The resolution, adopted today by 430 votes in favour, 190 against and 34 abstentions, said nuclear energy can ensure a significant share of electricity production in Europe, but in view of waste it also requires a “medium- and long-term strategy that takes into account technological advances” to improve its sustainability.

The resolution that was passed differed from the text of an original resolution, which said “nuclear power is neither safe, nor environmentally or economically sustainable”. That resolution called for a transition strategy be developed for the phasing out of nuclear power in the EU.

The parliament also approved a resolution declaring a climate and environmental emergency in Europe and globally.

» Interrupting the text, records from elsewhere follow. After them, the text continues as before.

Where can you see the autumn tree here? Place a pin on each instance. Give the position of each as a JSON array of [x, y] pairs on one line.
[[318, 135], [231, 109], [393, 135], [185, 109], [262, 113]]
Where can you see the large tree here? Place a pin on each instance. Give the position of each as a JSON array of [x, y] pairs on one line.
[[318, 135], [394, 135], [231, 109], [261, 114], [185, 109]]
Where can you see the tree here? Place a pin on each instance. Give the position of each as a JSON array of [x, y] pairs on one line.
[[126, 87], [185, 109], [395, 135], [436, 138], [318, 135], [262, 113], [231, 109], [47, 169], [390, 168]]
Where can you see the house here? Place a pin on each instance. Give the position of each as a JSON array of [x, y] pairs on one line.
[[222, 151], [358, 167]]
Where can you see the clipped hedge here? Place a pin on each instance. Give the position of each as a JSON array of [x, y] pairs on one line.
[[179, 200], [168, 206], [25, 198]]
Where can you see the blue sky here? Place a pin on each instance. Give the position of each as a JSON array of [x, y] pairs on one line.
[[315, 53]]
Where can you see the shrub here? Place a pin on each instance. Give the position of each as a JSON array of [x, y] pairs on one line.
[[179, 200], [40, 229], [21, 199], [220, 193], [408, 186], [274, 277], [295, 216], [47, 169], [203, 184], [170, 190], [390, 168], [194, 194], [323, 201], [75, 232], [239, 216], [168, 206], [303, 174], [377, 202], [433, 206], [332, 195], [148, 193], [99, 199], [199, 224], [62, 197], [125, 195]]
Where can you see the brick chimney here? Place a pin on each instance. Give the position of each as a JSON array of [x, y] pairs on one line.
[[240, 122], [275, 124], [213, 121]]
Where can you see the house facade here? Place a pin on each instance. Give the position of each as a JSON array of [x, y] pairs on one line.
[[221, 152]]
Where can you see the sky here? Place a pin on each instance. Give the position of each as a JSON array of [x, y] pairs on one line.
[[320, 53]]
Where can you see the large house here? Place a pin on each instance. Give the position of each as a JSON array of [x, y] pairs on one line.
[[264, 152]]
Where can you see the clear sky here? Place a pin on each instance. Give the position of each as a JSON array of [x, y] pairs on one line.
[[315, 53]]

It urged the European commission to ensure that all relevant legislative and budgetary proposals are fully aligned with the objective of limiting global warming to under 1.5C.

It urged the EU to submit its strategy to reach climate neutrality as soon as possible, and by 2050 at the latest, to the UN Convention on Climate Change.

MEPs also called on the new Commission president Ursula von der Leyen to include a 55% reduction target of greenhouse gas emissions by 2030 in her “European Green Deal” policy package. Current EU targets foresee a greenhouse gas emissions reduction of 40% by 2030 from 1990 levels.

The COP25 climate change conference will be held in Madrid between 2 and 13 December 2019.

World leaders will be meeting to further work on an implementation plan for the 2015 Paris agreement, which binds countries to hold global warming to no more than 2C above pre-industrial levels, with an aspiration of a 1.5C limit.

The acting head of the UN’s International Atomic Energy Agency said last month that without significantly increasing the use of nuclear power worldwide, it will be difficult to achieve the goal of reducing harmful emissions and fighting climate change.

Cornel Feruta pointed out that nuclear power contributes around one-third of all low-carbon electricity, producing practically no greenhouse gases, and some 10% of the total electricity produced worldwide.

Also last month, Fatih Birol, executive director of the International Energy Agency, told a conference that the decline of nuclear in the global energy mix poses a threat to economies and efforts to reduce carbon emissions.

Safety concerns, rising costs and technological setbacks including delays to EPR projects in France and Finland have slowed nuclear projects since the Fukushima-Daiichi disaster in Japan in March 2011, he said.

At the same time, despite governments setting ambitious targets to cut greenhouse gas emissions responsible for global warming, emissions hit a record high in 2018.

Mr Birol said governments need to change their policies and consider new nuclear capacity and lifetime operating extensions for existing nuclear plants.

He said nuclear’s contribution to Europe’s energy mix could fall to just 4% within two decades from 25% currently with huge consequences for both emissions and economies.